Interviewer How could one be sure if the direction is correct?
Bin HuangThat’s where the teacher comes in. It’s the teacher’s responsibility is to guide the student in the right way. And this is also why violin is very difficult to be self-taught. We can compare playing an instrument with dancing or sports. Essentially, we need to use and move our body in the right way, and we have to work with what is the most natural for the body. This is also what I often tell my students. If the body doesn’t feel right, the sound most likely won’t come out right.
Interviewer The last question is from a different direction: How do you think science and technology can help music?
Bin HuangScience and technology are definitely very helpful. As musicians we want to share our music with as many people as possible and the social media is very important for publicity. For example, the recordings and videos we put on Youtube often reach many more people than our commercially released CDs.Apps like Skype and Wechat are useful for distant teaching and learning. Thanks to technology, classical music is reaching more people than any other time in history.
Interviewer Ending: some other experiences or comments you would like to share with our fellow students?
Bin HuangIt is very challenging but at the same time exciting to be an international student in a foreign country as great as the US. I was only 17 when I first came to the US. I lived with a host family for the first eight months but for the first few weeks or so, I could hardly speak any English. Since the only way to communicate was English, I had to force myself to speak even when I didn’t feel like it. My host family was very kind and patient and after a few weeks my English improved considerably.
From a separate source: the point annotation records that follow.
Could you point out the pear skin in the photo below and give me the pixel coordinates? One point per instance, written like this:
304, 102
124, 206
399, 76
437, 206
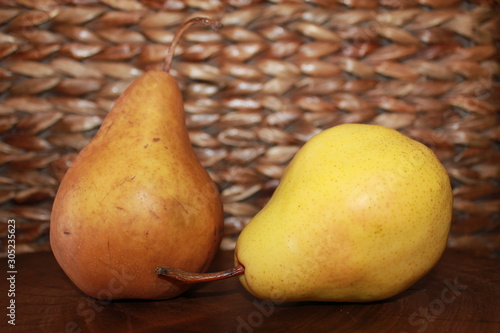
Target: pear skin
361, 213
137, 196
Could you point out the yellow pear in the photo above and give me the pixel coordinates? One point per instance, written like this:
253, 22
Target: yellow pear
137, 196
361, 213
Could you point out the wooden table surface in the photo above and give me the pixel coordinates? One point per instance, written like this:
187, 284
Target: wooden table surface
461, 294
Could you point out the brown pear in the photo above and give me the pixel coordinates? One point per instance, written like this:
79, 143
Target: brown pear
135, 197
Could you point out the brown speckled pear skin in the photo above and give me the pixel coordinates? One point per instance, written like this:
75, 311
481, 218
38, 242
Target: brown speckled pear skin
137, 197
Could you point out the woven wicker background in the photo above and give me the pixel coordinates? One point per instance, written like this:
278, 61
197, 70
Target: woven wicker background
255, 91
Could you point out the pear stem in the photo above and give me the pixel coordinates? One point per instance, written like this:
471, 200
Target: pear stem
213, 24
189, 277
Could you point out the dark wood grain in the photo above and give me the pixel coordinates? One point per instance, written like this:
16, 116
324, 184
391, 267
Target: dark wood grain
461, 294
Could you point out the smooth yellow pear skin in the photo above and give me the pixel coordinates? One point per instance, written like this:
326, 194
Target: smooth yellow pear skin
361, 213
137, 197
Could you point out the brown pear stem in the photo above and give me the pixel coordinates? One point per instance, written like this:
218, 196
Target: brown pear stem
189, 277
213, 24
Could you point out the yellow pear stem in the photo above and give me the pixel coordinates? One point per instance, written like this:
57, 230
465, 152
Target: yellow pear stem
213, 24
189, 277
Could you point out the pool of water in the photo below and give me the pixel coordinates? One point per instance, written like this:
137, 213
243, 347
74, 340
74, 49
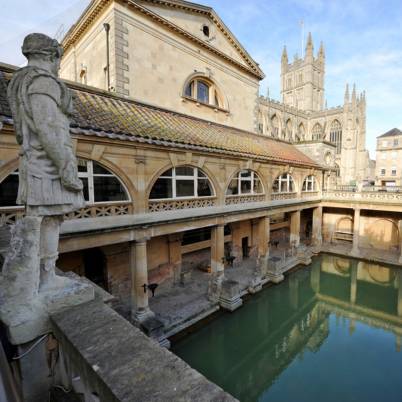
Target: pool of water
329, 332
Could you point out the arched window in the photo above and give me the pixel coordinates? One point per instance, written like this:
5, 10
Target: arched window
181, 182
335, 135
204, 91
275, 125
317, 132
289, 130
245, 182
284, 184
100, 185
309, 184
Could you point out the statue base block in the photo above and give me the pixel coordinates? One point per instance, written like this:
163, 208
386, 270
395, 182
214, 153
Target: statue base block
27, 319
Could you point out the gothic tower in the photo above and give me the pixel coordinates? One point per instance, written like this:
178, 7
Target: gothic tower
302, 82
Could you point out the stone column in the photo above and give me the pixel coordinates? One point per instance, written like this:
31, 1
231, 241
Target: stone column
140, 310
317, 227
295, 228
356, 231
353, 282
217, 249
175, 256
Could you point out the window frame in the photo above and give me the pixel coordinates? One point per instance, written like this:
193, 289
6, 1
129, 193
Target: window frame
175, 177
289, 179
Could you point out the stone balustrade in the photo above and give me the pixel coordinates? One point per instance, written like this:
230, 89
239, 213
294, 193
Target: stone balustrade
187, 203
243, 199
8, 216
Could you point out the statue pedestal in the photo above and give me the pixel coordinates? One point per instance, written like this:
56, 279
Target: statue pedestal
27, 320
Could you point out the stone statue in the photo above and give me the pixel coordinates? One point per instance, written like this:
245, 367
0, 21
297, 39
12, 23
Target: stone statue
49, 187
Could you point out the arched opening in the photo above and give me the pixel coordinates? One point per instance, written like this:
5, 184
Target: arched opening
317, 133
275, 126
203, 90
245, 182
284, 184
182, 182
335, 135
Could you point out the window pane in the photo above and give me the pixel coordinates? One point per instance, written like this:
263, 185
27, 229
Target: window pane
184, 171
245, 187
257, 186
82, 165
98, 169
162, 189
204, 189
9, 191
85, 189
108, 189
185, 188
168, 173
202, 92
233, 187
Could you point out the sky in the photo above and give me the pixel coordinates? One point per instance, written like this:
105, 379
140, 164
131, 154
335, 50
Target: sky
362, 39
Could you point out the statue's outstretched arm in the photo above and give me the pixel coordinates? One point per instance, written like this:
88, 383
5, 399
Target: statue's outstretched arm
51, 133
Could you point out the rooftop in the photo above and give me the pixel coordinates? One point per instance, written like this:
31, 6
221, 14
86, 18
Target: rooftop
391, 133
103, 114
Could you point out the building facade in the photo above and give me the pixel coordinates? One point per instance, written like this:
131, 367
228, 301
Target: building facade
388, 159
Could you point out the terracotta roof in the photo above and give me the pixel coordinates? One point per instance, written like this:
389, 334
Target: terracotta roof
98, 113
391, 133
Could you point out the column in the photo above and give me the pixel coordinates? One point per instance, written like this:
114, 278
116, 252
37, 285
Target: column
175, 256
353, 281
263, 240
317, 227
140, 310
356, 231
295, 228
217, 249
400, 240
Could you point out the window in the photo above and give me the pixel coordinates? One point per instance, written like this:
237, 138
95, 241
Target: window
181, 182
309, 184
335, 135
317, 132
284, 184
100, 185
245, 182
205, 30
203, 91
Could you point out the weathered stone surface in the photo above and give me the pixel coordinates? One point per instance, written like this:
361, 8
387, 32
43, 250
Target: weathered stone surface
121, 364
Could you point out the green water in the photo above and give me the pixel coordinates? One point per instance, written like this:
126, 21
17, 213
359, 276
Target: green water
329, 332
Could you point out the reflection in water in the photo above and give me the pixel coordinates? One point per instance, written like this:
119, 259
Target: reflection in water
332, 332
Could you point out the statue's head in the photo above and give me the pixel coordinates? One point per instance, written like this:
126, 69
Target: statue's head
38, 46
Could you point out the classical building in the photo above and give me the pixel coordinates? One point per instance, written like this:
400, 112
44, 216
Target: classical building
388, 159
302, 117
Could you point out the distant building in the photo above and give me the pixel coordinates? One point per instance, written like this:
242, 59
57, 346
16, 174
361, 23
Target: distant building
388, 158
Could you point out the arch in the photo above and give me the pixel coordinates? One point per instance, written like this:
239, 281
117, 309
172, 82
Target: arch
335, 135
95, 176
310, 184
204, 89
245, 182
284, 183
275, 126
317, 132
181, 182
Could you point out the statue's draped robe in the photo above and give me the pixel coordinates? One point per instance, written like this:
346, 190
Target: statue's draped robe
40, 185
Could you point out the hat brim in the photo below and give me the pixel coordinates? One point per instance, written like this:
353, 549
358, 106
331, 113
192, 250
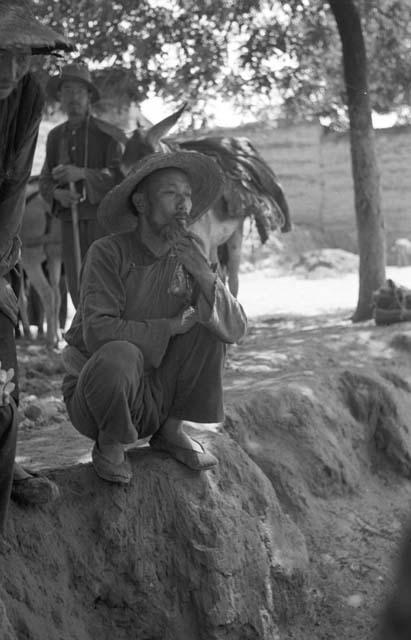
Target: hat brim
116, 212
54, 86
26, 31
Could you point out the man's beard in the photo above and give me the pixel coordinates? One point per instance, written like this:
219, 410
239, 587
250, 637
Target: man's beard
167, 232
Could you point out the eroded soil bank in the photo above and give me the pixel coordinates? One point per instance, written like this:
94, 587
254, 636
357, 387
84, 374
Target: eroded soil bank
292, 537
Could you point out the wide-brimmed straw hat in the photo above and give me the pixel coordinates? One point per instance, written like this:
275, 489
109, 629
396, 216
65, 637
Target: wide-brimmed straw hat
78, 73
19, 27
117, 213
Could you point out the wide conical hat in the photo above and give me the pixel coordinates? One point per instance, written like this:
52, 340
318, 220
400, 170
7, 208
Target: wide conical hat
19, 27
116, 212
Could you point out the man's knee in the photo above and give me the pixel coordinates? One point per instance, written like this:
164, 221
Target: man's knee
119, 358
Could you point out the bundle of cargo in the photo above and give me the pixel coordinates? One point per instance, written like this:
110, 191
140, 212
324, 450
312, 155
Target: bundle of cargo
392, 303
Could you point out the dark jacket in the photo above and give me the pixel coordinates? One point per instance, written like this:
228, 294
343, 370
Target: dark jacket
20, 116
125, 295
92, 146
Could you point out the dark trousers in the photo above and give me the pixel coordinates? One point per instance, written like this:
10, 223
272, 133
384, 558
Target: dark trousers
8, 418
89, 230
116, 396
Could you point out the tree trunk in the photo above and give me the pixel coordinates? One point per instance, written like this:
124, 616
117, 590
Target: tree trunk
370, 222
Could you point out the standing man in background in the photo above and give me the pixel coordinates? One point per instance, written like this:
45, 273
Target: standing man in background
21, 105
83, 152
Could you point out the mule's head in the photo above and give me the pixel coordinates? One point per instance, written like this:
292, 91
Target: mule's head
145, 141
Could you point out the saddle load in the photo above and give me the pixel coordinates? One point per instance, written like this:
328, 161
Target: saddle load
392, 303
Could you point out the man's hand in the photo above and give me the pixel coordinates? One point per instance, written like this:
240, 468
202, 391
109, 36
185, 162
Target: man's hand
6, 386
184, 321
66, 197
188, 249
8, 301
65, 173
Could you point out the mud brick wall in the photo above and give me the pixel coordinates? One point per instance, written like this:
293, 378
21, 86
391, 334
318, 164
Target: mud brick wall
315, 171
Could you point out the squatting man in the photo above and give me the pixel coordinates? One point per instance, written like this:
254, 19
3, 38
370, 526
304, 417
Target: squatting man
146, 347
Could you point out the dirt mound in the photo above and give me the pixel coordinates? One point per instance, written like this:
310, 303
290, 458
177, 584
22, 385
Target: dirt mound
317, 437
177, 555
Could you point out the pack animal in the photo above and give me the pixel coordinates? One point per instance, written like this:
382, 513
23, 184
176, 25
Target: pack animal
41, 243
251, 190
402, 251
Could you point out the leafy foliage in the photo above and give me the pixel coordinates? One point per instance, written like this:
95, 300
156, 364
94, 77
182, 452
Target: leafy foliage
250, 50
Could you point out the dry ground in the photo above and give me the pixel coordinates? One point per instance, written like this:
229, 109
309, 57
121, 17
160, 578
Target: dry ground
300, 334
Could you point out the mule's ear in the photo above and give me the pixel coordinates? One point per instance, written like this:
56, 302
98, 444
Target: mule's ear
159, 131
140, 202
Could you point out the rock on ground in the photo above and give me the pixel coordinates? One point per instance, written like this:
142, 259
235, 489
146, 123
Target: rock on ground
176, 556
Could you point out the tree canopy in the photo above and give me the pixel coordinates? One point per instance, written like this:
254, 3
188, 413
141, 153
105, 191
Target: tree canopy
250, 50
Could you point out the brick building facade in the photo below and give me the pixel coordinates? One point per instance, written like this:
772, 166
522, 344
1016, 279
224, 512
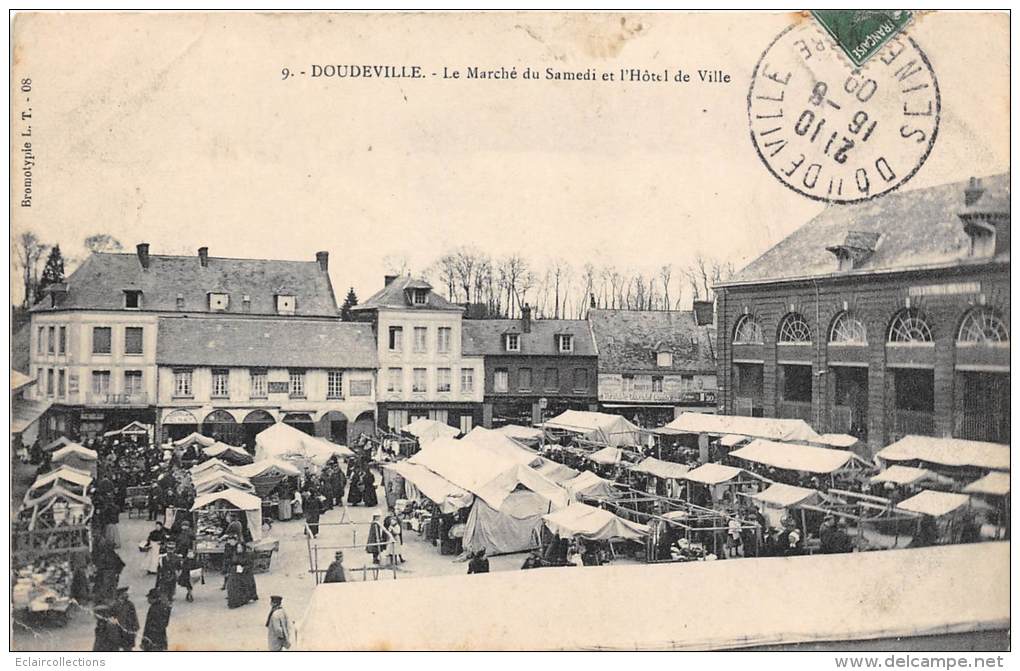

In a foreign setting away from home, people do need to connect with others and find support. It is only natural that we often see Chinese students hangout together as a group. Chinese people are naturally more introvert. I had been shy even before I came to the US, and I was almost completely shut down under the culture shock when I first came here. Looking back, the shyness actually comes from the possibility of being rejected. But I would like to encourage our Chinese students to reach out and make more American and international friends. We are part of the diversity of the University of Rochester and it is our home away from home. Let us really make it that way. When we reach out, people often are more friendly than we think. Since we’re already here, let us take the geographical advantage and enjoy and make the best out of the American experience.
Of course, I can imagine every student faces his or her own difficulties and challenges. Connecting with other people usually makes solving the problems much easier, and people here are generally very nice and willing to help. This is also why I appreciate the effort made by CSSAUR to create better support for Chinese students. Thank you!